社長に啖呵を切ったあと、二人は桃山コンサルタント株式会社の玄関を出て、結婚後に住み始める予定のマンションに向かった。

そこは、二人で考え抜いて選んだ分譲マンション。

インテリアも雑貨も、二人の気に入る物だけを選んで購入した。

芽以は結婚後に引っ越す予定となっていたので、きちんとインテリアが配置された現状を見るのは初めてだった。

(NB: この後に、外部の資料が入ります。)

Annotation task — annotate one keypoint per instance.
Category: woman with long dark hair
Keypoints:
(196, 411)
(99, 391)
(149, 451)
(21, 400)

エレベーターを降りて玄関に入ると、整えられた室内を見て芽以が立ち尽くす。

幸せいっぱいで引っ越して来るはずだったのに、なんだか切ない想いに泣きそうになる。

「こんなはずじゃなかったのに,,,」

涙を浮かべた芽以の肩を、健琉がそっと抱き寄せる。

「健琉さんは桃山のお二人が怖くはないのですか?あの二人には良くしていただいておりましたが、一度敵に回すと容赦ない方達だと父が言っておりました」

「芽以を失う以上に怖いもんなんてないだろ?」

ドヤ顔で言い切る健琉に芽以の頬は真っ赤に染まる。

「ていうか、あんなの喧嘩にもならねえよ」

健琉の自信満々な顔に芽以の表情もホッとした様子を示す。

「芽以は何も考えずにここで俺を待ってろ」

いつもの俺様然とした健琉の腕にギュッと抱きつく芽以。

「やっぱりそんな健琉さんが好きです」

微笑む芽以の唇に健琉の柔らかな唇が重なる。

「そんじゃ、今日も俺を大好きな芽以を可愛がってやらないとな」

健琉は芽以の腕を引っ張りそのままバスルームへ直行した。

驚く芽以を歯牙にもかけず、健琉はゆっくりと二人だけのバスタイムを楽しんだ。

のぼせた芽以をベッドルームに運び、言葉通り、健琉が芽以を堪能したのは言うまでもない。